Palliative Atemtherapie findet 3x wöchentlich statt. Sie ist eine spezielle Form der ganzheitlichen Atemtherapie, die Schwerkranke und Sterbende behutsam auf ihrem Weg begleitet. Durch sanfte Berührungen, Dehnungen, Streichungen des (bekleideten) Körpers bringt sie Hilfe, Linderung und Erleichterung bei körperlichen und seelischen Nöten wie Unruhe, Angst, Atemnot etc. Hinzu kommen bei Bedarf klärende Gespräche mit den Patienten und/oder ihren Angehörigen.
 


Kunsttherapie

Die Kunsttherapie bietet schwerkranken Menschen die Möglichkeit, sich selbst wahrzunehmen: als ganzen Menschen mit Fähigkeiten und Ressourcen, das eigene Leben mit Erinnerungen und Wünschen. Immer auf der Suche nach inneren Bildern begleitet die Kunsttherapie Patienten im eigenen Gestalten und im künstlerischen Prozess.

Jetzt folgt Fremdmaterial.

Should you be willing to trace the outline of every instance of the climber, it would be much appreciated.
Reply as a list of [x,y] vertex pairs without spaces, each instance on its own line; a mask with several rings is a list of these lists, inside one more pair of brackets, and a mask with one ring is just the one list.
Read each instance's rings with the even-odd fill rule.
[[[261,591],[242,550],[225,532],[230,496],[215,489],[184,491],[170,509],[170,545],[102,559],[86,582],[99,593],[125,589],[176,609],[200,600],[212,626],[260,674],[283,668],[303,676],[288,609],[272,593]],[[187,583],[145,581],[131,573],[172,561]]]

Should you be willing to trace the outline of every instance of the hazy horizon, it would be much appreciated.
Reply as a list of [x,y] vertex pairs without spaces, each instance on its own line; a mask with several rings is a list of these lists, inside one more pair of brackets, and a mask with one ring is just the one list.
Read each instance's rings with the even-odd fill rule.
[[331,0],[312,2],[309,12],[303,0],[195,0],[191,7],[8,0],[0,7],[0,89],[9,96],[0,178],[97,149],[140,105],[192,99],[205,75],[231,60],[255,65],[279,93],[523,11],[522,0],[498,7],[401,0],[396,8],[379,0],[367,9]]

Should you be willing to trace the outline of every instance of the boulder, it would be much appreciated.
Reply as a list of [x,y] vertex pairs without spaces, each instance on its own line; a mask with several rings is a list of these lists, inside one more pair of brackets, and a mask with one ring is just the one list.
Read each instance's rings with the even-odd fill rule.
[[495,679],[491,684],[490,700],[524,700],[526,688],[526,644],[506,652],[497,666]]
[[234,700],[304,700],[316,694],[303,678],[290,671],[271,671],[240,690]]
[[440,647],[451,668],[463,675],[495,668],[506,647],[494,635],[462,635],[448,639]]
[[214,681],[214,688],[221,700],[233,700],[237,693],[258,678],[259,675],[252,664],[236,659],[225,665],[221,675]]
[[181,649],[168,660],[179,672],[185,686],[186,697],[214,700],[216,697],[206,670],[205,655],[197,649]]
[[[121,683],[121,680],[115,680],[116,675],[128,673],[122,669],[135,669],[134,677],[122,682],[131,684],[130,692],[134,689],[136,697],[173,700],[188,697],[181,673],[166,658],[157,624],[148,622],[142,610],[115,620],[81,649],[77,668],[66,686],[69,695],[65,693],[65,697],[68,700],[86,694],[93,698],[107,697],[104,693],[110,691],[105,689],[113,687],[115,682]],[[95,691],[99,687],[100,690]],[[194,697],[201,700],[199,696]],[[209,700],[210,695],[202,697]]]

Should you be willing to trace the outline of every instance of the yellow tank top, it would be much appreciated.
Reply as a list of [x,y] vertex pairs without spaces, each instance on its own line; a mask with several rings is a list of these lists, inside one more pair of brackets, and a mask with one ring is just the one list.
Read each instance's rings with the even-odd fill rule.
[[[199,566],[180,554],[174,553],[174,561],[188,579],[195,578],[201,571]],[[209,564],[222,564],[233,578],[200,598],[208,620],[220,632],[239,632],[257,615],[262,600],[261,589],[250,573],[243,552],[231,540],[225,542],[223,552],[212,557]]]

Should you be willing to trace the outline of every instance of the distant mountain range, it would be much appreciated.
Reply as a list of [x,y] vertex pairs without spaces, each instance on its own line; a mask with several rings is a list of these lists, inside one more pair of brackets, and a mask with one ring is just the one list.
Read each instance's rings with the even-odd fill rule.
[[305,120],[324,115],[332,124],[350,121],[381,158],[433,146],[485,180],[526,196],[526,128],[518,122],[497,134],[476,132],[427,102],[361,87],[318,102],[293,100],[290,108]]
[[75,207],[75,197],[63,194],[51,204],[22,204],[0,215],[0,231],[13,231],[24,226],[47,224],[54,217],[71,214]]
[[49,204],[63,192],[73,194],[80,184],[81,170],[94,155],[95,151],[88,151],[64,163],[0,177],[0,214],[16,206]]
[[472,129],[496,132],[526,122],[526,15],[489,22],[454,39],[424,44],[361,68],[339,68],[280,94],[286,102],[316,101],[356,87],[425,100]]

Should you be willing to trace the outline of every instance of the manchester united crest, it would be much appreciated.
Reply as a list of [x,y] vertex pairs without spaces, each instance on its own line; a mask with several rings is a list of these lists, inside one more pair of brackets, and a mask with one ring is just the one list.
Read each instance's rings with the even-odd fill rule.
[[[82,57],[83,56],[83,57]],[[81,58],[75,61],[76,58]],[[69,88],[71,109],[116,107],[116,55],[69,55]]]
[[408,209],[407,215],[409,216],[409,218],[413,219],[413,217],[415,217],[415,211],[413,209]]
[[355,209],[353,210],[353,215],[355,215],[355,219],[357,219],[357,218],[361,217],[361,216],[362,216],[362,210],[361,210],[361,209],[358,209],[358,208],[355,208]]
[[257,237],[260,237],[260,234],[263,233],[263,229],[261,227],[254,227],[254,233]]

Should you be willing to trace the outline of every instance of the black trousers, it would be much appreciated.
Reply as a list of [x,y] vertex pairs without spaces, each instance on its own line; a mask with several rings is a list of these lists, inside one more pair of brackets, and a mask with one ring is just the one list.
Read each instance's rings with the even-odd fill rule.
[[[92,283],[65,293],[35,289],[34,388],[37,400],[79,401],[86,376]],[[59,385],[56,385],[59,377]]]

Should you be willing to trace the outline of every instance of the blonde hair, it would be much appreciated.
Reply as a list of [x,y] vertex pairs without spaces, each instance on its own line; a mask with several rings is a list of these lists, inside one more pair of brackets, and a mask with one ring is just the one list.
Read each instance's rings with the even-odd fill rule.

Das entstehende Bild bleibt bei den Patienten - es wirkt vitalisierend und gleichzeitig entspannend und lenkt den Fokus von "Belastendem" zu "Unterstützendem". So kann ein wertvolles Stück Lebensqualität in der letzten Lebensphase erhalten bleiben.
 


Musiktherapie

Palliative Musiktherapie ermuntert durch die Auswahl unterschiedlicher Instrumente zum Spielen, zu einem bewusst kindlichen Spielen im Hier und Jetzt. Seelische Belastungen, Alltagssorgen und Blockaden können sich durch achtsame Wahrnehmung von Klang und Schwingungen lösen. Gespielte Klänge oder Musik nehmen die Atmosphäre auf, tragen zur Entspannung bei und fördern das Loslassen - für die schwer erkrankten Patientinnen und Patienten ebenso wie auf Wunsch auch für nahestehende Angehörige und Freunde.
 


Klangschalentherapie

Bei der Klangschalentherapie erleben und erspüren Patienten (sowie auf Wunsch auch anwesende Angehörige) eine Zeit der sanften Klänge tibetanischer Klangschalen, die den Körper in gesunde, heilsame Schwingung versetzen. Die Klänge erwirken eine Synchronisation der Gehirnhälften - dadurch können Emotionen und Gedanken geklärt und Blockaden gelöst werden. Die meditativen Klänge führen den Geist zur Ruhe und versetzen den Körper in eine tiefe Entspannung. Gleichzeitig werden Herzfrequenz und Blutdruck harmonisiert, die Atmung vertieft und damit das Immunsystem gestärkt.